While Paul Bartel’s “Eating Raoul” was distributed by the “classics” division of a major studio (in this case, 20th Century Fox) back in 1982, it’s still one of the best “indie” films of that decade (when “indie” actually meant something). It’s also one of the funniest. The premise is genius. A financially struggling couple, Paul and Mary Bland (played by Bartel and Andy Warhol/Roger Corman regular Mary Woronov), can’t seem to break out of their dead-end jobs to achieve their dream of opening a restaurant. Since their apartment building is overrun with rich perverts and swingers, they come up with the genius notion of luring these lovely folks to their apartment with an ad in a swingers newspaper, killing them, and then stealing their money. Trouble ensues when they bring in locksmith/burglar Raoul as a business partner who helps them dispose of the bodies. Despite “Raoul”‘s grim, blacker-than-black subject matter, the movie is actually very sweet (though it feels odd to say that, given the perverse subject matter). A great example of how you can handle otherwise offensive subject matter in a funny, relatively non-offensive way. However, it still more than earns its R-rating, so probably not the best film to show your parents or people you don’t know that well. The Criterion Collection just released a lovely Blu-Ray version of “Raoul” with all the extras you would expect from them. Dave says check it out.
A wonderful movie. As you have deliberately not named that “perverse subject matter” I will just say that the Bland’s apartment, filled with fabulous fifties furniture, is my dream home.
I have always liked “Scenes From The Class Struggle…”. Having recently watched “La Regle du Jeu” again I must keep an eye out for it. Bartel, sneaking Bunuel & Renoir into his movies, was a class act.

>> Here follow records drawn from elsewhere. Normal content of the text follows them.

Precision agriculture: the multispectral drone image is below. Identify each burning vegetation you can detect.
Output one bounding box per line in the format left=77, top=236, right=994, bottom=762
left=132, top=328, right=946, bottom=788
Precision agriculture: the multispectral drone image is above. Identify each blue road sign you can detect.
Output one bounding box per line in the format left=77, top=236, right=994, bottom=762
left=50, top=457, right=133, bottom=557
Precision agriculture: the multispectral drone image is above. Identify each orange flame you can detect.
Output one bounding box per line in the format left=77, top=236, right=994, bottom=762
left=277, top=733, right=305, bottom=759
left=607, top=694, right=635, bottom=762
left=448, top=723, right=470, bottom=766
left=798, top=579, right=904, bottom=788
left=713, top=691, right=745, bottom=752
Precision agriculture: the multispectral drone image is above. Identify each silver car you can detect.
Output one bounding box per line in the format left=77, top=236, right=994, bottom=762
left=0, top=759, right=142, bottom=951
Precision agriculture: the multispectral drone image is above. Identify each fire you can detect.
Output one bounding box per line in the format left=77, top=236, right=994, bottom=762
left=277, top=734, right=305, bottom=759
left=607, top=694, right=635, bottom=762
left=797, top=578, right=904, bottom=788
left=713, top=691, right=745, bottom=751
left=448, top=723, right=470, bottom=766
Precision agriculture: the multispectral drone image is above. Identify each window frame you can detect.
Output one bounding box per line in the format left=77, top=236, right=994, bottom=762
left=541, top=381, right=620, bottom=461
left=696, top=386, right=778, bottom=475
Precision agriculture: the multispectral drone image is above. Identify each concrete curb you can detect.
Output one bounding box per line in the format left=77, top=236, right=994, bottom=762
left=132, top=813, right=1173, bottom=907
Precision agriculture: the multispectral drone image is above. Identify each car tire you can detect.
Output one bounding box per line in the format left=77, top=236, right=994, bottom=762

I dig the fabulous fifties furniture as well. Of course, no one knew in 1982 that mid-century modern style would come back in a big way several years later. Living on the West Coast of the U.S.A., you see a lot of that, some terrific, some dreadful. But it’s a selling point, especially in this dire real estate market.
I haven’t seen “Scenes From the Class Struggle” but it always intrigued me. The cast, including Woronov, Jacqueline Bisset, and Ray Sharkey always seemed especially inspired. I’ll need to check it out. Bartel’s ultra-weird, funny, and perverse thriller “Private Parts” from 1972 (not to be confused with the 1997 Howard Stern film) is worth checking out if you haven’t seen it.